Martin Tweed (Hugh Grant) is a thinly veiled Simon Callow, replete with disarming bluntness, voracious ego, massive self-loathing and an English accent. "I envy myself deeply," declares an unabashed Tweed. As the presenter and main man behind the hugely successful TV talent show American Dreamz, he has good reason. Sally Kendoo (Mandy Moore) is a typical contestant in everything except her jaundiced view on life. She's all too aware "Any idiot can be on TV these days."

As Tweed and his staff gear up for the new series, he's bored beyond measure of the show's all too predictable nature. "Let's make this a show that even I'd watch," he challenges, before commanding his sycophantic producers (John Cho and Judy Greer), "Go get me some freaks." To spice things up he specifies that amongst their selections they include an Arab and a Jew.

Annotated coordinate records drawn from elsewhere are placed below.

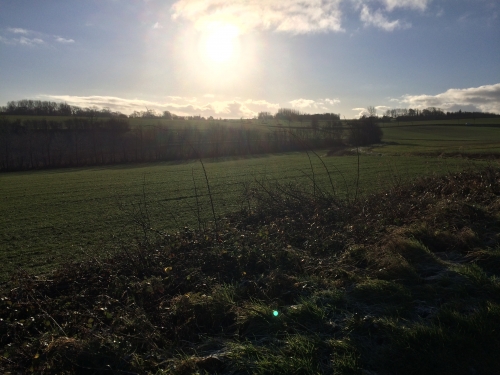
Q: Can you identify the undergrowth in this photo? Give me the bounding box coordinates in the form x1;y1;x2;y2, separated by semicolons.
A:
0;167;500;375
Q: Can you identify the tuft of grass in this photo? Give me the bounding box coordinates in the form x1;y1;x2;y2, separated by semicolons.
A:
0;169;500;374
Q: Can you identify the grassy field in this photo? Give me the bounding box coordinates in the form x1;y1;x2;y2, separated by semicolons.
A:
0;167;500;375
0;126;500;280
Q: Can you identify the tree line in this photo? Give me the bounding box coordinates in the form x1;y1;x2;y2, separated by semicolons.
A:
0;116;352;171
383;107;500;121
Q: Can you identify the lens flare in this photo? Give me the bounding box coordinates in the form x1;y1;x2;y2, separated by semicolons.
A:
204;24;240;63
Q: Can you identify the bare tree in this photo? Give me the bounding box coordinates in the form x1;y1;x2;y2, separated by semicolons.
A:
366;105;377;117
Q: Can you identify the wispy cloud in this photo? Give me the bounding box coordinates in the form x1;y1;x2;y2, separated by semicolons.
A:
352;107;368;117
0;27;75;47
18;36;45;46
55;36;75;44
7;27;30;34
172;0;342;34
40;95;279;118
383;0;431;11
398;83;500;113
171;0;431;34
360;5;411;31
290;98;340;111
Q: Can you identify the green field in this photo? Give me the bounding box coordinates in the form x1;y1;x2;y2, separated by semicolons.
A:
0;126;500;280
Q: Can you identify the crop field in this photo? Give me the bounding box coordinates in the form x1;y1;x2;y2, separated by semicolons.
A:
0;126;500;281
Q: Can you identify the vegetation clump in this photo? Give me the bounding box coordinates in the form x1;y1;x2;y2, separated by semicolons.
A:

American Dreamz feels rather disjointed and sluggish as it establishes all the various plot elements that weave together for its climax. There's the thread involving the Arab contestant Omer (Sam Golzari) which starts in an Afghanistan terrorist training camp and ends up in the wealthy Californian suburb of Orange County. There's Sally's desire to escape her smalltown Ohio background, her small-minded boyfriend William (Chris Klein) and make it big. "It wasn't going to work," she says of William, "every time he smiled, I wanted to hit him in the head with my shoe."

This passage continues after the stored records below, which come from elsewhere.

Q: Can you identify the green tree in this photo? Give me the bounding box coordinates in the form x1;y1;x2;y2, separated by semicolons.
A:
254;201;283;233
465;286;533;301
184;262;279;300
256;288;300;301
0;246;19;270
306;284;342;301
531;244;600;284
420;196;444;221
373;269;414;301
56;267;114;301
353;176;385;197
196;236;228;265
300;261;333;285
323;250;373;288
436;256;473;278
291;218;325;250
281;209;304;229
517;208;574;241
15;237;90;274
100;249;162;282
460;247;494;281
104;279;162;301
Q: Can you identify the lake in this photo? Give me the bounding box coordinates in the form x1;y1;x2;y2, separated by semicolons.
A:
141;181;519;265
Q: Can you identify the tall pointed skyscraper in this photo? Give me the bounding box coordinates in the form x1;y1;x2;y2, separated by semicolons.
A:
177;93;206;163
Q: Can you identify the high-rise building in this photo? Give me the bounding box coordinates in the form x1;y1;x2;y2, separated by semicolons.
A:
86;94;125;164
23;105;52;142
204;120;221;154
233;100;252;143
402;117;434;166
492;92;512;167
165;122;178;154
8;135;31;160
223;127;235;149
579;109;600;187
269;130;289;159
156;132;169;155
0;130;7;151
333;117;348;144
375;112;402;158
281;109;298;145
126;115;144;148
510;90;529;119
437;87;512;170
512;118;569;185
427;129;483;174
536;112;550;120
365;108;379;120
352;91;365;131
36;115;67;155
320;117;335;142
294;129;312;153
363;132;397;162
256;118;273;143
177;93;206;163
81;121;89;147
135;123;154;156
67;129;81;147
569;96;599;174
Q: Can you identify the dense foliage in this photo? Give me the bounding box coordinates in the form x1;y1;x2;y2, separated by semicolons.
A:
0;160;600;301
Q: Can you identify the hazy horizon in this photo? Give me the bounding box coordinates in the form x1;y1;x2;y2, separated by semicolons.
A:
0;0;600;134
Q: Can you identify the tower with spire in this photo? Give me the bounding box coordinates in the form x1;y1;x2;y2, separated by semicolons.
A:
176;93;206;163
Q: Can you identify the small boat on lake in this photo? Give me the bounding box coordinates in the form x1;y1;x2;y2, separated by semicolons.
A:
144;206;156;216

To these is added the whole strand involving the president. Dennis Quaid adopts the perfect deer in headlights expression as President Staton, a man who finds himself beginning a second term in office with still no clue about anything, preferring to stay in bed than work. Under pressure from his Cheyney like advisor (Willem Dafoe) and his happy pill-popping wife (Marcia Gay Harden) to boost his public profile - "We just can't have a president that stays in his pajamas all day" - he agrees to become a guest judge on American Dreamz.

Director Weitz, who has shown a good comic touch in the past with In Good Company and About A Boy, continues here, though the gentle pacing he brought to those films is less well suited here where a brasher, more dynamic touch would have served better. The strong cast perform consummately with Moore striking a neat blend of sugar and spice. There are a few cutting lines and sardonic moments, but overall its lack of incisive wit renders American Dreamz more like an opportunity missed than one exploited.